So, the best set of hyperparameters is:

In [None]:
mdls_svm.best_params_

{'C': 10, 'gamma': 0.01, 'kernel': 'rbf'}

Using a similar code as before, we produce a new prediction file:

In [None]:
y_tst_svm = mdls_svm.predict_proba(X_test)

dset_sol_svm = pd.DataFrame({"Id": dset_tst.Id, "Predicted" : y_tst_svm[:,1]})
dset_sol_svm.to_csv("pima_sol_svm.csv", index=False)


If, instead of performing a grid search, a random search is what we want, the code would be very similar. Instead of using `GridSearchCV`, we should use `RandomizedSearchCV`. More details here: https://scikit-learn.org/stable/modules/grid_search.html.

## Random Forest (RF) and Gradient Boosting Machines (GBM):

RF and GBM are available in `sklearn.ensemble`. The work with them is similar to SVM (and most of the ML algorithms implemented in Scikit-learn). RF is implemented with the class `RandomForestClassifier` whilst GBM, with `GradientBoostingClassifier`. Both methods have several hyperparameters that we might want to tune. Typically, we tune the following RF hyperparameters:

* `max_features` - The number of features to consider when looking for the best split.
* `min_samples_leaf` - The minimum number of samples required to be at a leaf node.

and the following GBM hyperparameters:

* `learning_rate`- Learning rate shrinks the contribution of each tree by learning_rate.
* `min_samples_split` - The minimum number of samples required to split an internal node

For more details about `RandomForestClassifier` and `GradientBoostingClassifier` visit: https://scikit-learn.org/stable/modules/generated/sklearn.ensemble.RandomForestClassifier.html and https://scikit-learn.org/stable/modules/generated/sklearn.ensemble.GradientBoostingClassifier.html.

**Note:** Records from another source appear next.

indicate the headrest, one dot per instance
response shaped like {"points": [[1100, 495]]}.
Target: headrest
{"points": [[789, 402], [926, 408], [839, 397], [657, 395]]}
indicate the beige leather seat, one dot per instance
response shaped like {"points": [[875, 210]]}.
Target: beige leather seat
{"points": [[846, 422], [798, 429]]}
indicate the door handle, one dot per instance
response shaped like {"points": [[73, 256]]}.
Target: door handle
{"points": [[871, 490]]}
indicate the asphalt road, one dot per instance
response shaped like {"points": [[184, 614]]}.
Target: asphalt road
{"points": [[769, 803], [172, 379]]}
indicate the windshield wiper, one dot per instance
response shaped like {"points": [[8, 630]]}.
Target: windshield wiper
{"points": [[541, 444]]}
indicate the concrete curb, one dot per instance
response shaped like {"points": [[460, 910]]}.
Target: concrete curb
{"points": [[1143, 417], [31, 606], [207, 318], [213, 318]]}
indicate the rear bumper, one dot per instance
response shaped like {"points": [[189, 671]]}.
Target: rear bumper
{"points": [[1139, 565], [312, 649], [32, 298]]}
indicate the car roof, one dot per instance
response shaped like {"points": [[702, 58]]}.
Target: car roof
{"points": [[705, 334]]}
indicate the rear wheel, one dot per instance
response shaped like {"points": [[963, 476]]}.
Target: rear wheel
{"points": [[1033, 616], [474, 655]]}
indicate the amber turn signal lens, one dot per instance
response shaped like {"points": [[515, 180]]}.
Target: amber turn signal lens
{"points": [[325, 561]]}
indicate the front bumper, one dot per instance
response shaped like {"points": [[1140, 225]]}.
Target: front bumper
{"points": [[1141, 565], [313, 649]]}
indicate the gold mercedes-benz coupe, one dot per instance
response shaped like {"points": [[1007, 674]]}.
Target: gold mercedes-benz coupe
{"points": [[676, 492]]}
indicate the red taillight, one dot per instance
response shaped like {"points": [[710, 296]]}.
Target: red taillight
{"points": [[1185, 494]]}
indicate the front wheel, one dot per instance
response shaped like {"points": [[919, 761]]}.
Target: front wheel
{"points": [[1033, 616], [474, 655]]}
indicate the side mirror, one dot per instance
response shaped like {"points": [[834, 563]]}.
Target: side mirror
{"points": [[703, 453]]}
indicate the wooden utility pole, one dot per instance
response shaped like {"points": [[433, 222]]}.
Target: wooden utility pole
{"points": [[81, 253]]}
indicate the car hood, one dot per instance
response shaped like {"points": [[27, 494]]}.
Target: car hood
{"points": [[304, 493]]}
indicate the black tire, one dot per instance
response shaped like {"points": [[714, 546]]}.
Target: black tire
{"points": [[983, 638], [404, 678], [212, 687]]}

Let's have a look at the code for an RF model:

In [None]:
from sklearn.ensemble import RandomForestClassifier

rf_hyp_grid = {'max_features':[0.1, 0.3, 0.5, 0.7, 0.9],
               'min_samples_leaf':range(3,18,3)}
               
mdl_rf = GridSearchCV(RandomForestClassifier(), param_grid=rf_hyp_grid, cv=5, scoring='roc_auc').fit(X_train, y_train)
mdl_rf.best_params_

{'max_features': 0.9, 'min_samples_leaf': 12}

Now, we produce the prediction file:

In [None]:
y_tst_rf = mdl_rf.predict_proba(X_test)

dset_sol_rf = pd.DataFrame({"Id": dset_tst.Id, "Predicted" : y_tst_rf[:,1]})
dset_sol_rf.to_csv("/drive/My Drive/pima_sol_rf.csv", index=False)

FileNotFoundError: ignored

Now, it is the turn for GBM:

In [None]:
from sklearn.ensemble import GradientBoostingClassifier

gbm_hyp_grid = {'learning_rate':[0.001, 0.01, 0.1, 0.5],
               'min_samples_split':range(3,18,3)}
               
mdl_gbm = GridSearchCV(GradientBoostingClassifier(), param_grid=gbm_hyp_grid, cv=5, scoring='roc_auc').fit(X_train, y_train)
mdl_gbm.best_params_

{'learning_rate': 0.1, 'min_samples_split': 15}

... and it prediction file:

In [None]:
y_tst_gbm = mdl_gbm.predict_proba(X_test)

dset_sol_gbm = pd.DataFrame({"Id": dset_tst.Id, "Predicted" : y_tst_gbm[:,1]})
dset_sol_gbm.to_csv("pima_sol_gbm.csv", index=False)

## Kaggle competition

Now that you have several prediction files originated from having tested several machine learning algorithms, it is time to see how they perform against the test set. To do this, we will upload them to a new Kaggle competition for this tutorial. The link to the competition is the following:

https://www.kaggle.com/c/tutorial-10-competition

And the invitation to join the competition is the following link:


## Exercise 2
* Which model performed the best? Why do you think that model was the best one? Try a wider range of hyperparameter for each algorithm to see whether there is any improvement. Also, you could consider using other ML algorithms (e.g. Neural Networks, Decision Trees, k-NN)